In the past few days, financial papers have been reporting on the arrangements by which Facebook remains a private company but attracts more investors, implying that there is some controversy. Privately-held companies do not have to report as “much”, and the tendency in recent times is for many successful tech companies to want to remain private.
Kathleen Pender has a typical story in the San Francisco Chronicle, (website url) here.
Companies with fewer than 500 shareholders (including institutions) may remain private.
The biggest psychological reason for remaining private may be freedom: “I do what I want.” This has, to say it in a kindly way, been somewhat Facebook’s position, even if it maintains it is benevolent. I experience the same sort of feeling about my own online publishing activity, and even plans for a film.
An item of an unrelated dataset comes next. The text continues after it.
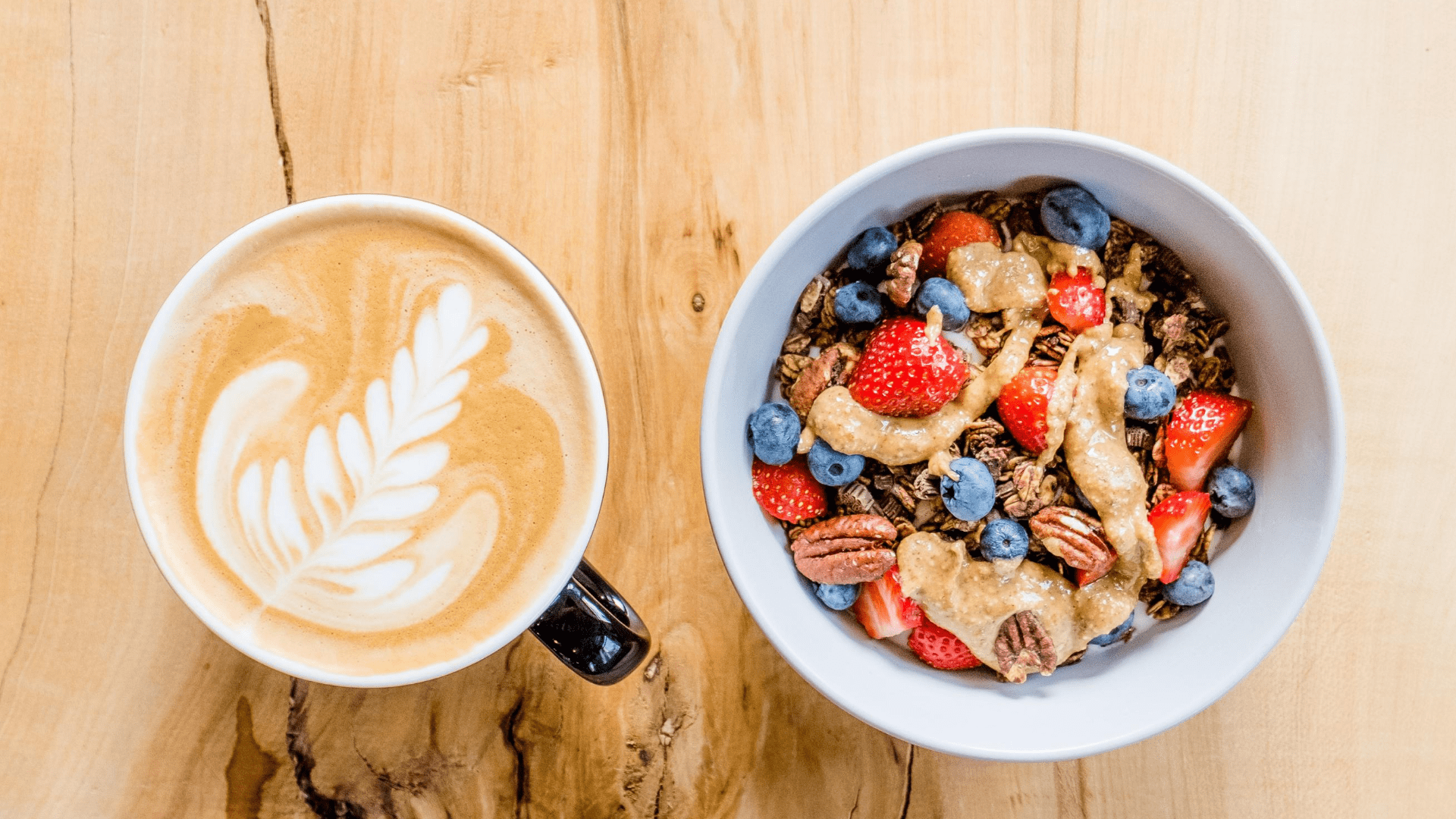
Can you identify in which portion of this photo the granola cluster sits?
[774,191,1235,623]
I know the feeling. Once you're publicly traded, you're first priority isn't self-expression, it's profit.
A private investor in Facebook needs a large wad of cash, and is subject to certain other restrictions. According to news reports, some newer employees stock options become valuable only if the company goes public or certain other special events happen.
The shenanigans in the movie "The Social Network" don't happen with public companies (that's not to say that the movie was accurate). It's only a movie, maybe. Maybe the CNBC documentary series starting 9 PM Eastern tonight will be more true-to-life.
I worked for a company in the 1980s that was taken private to keep it from "corporate raiders". The "Capital Partners" put a lot of squeeze on management for profits. Is the tech world different?